Errol Morris and his interviewee, Josiah “Tink” Thompson, understood this implicitly when they made the film. They even found the mysterious umbrella man and talked to him. It turns out his umbrella was a silent protest against John F. Kennedy’s father, Joseph, who was U.S. Ambassador at the Court of St. James in England. It seems the umbrella man thought him a Nazi appeaser. But that didn’t keep the rumor mills from spinning on.

Today there are a number of assertions believed by a great number of people that Barack Obama was a Muslim born in Kenya and who attended a madrassa in Indonesia, that the Second Amendment allows Americans to carry high powered military rifles, that Jesus taught us that people of the LGBT persuasion should be persecuted, and that abortion-mad Chinese feast on human fetuses.
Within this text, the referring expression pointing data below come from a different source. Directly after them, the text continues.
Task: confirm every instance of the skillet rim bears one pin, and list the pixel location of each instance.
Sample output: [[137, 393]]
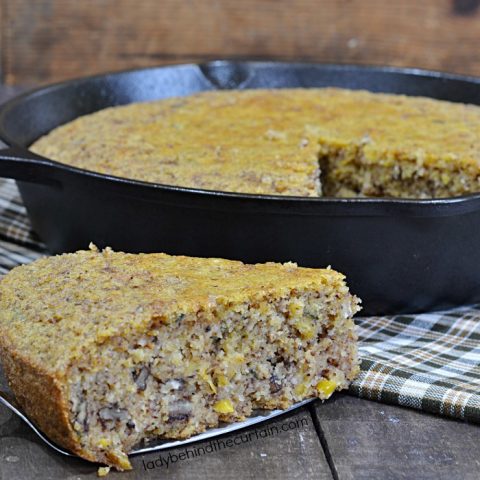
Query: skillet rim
[[24, 154]]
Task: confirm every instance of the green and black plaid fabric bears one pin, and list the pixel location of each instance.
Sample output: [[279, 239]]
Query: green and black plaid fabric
[[429, 361]]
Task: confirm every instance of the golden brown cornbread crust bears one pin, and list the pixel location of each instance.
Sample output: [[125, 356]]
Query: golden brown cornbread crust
[[271, 142], [42, 396], [104, 349]]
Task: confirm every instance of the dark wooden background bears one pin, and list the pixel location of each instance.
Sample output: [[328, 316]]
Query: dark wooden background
[[48, 40]]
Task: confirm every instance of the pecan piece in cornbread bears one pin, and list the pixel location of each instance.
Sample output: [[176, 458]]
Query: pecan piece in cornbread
[[104, 350]]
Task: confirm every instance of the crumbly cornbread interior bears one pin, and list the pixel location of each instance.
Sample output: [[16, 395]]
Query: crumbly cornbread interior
[[150, 345], [274, 141]]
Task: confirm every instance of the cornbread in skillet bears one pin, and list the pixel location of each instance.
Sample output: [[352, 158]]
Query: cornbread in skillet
[[105, 349], [274, 141]]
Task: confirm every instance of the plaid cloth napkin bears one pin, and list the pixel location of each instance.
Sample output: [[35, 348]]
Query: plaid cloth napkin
[[427, 361]]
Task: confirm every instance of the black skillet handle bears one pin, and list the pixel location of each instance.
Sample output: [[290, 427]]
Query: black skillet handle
[[21, 164]]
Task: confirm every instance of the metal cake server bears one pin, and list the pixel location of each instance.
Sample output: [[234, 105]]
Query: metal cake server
[[260, 416]]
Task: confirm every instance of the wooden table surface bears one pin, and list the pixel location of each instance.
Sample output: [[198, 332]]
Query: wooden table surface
[[343, 438]]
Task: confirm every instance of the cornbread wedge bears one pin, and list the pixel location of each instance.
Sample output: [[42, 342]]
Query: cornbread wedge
[[302, 142], [106, 349]]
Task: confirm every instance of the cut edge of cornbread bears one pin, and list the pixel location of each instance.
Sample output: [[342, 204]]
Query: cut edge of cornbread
[[185, 371], [273, 141]]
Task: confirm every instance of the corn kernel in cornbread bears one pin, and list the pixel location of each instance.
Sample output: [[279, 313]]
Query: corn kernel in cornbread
[[106, 349], [303, 142]]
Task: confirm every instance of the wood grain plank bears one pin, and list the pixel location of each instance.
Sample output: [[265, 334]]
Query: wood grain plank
[[369, 440], [55, 39]]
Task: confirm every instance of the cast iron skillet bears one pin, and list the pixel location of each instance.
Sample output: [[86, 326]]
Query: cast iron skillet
[[398, 255]]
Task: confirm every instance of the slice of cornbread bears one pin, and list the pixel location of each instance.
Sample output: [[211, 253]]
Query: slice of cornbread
[[106, 349], [303, 142]]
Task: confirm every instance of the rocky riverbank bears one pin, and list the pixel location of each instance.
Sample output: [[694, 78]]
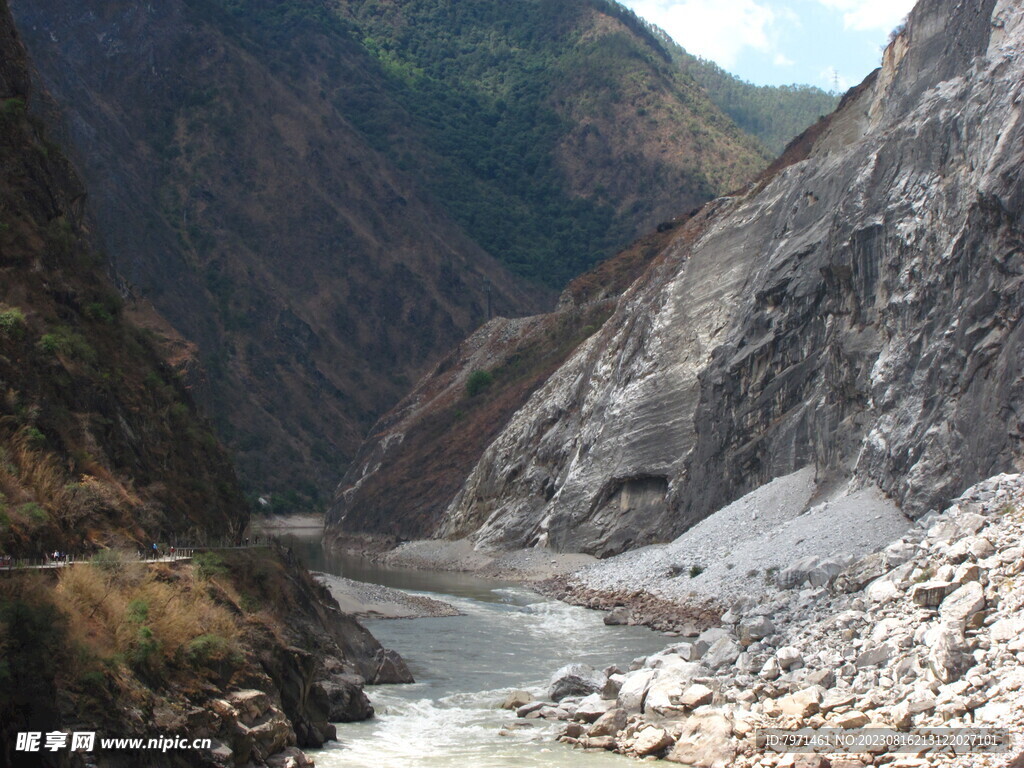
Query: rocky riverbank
[[365, 600], [927, 632]]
Even when proofs and evidence are produced, people will still hold on to their beliefs. They have been told these things by people whom they trust, and who are you to shake their world?

4 thoughts on “Heisenberg at Dealey Plaza

  1. It is somewhat amazing , that even today you can windup in bitter debates about what happened in Texas , my 2 cents is that we will never know if it was a conspiracy it was a good one and started so high up the food chain that the truth will never come out .

  2. All I know, is that the United States as I understood it, changed after this. I don’t think Kennedy was necessarily a “great” President, but he did have that glamour and Irish charm. Also, I still had the expectation, in my youth, that this was my country, as a citizen, and I had something to do with it.
    After his assassination, plus Robert Kennedy’s assassination, the assassination of Martin Luther King, and Malcolm X, things went off on a completely different trajectory. I just can’t imagine that these assassinations were not connected, planned, and deliberate. Maybe by a “rogue” wing of one of the security agencies, but who will ever know? I am sure you have seen that old movie, “Seven Days in May,” with Burt Lancaster and Kirk Douglas? Or, the Frank Sinatra version of “Manchurian Candidate.” Sometimes I try to remember, how I felt and what I thought before the assassination, but I can’t completely grasp the feeling. I am not really interested in all the conspiracy theories, since even if we knew exactly what happened to the last detail, it wouldn’t matter, now. It’s just too late.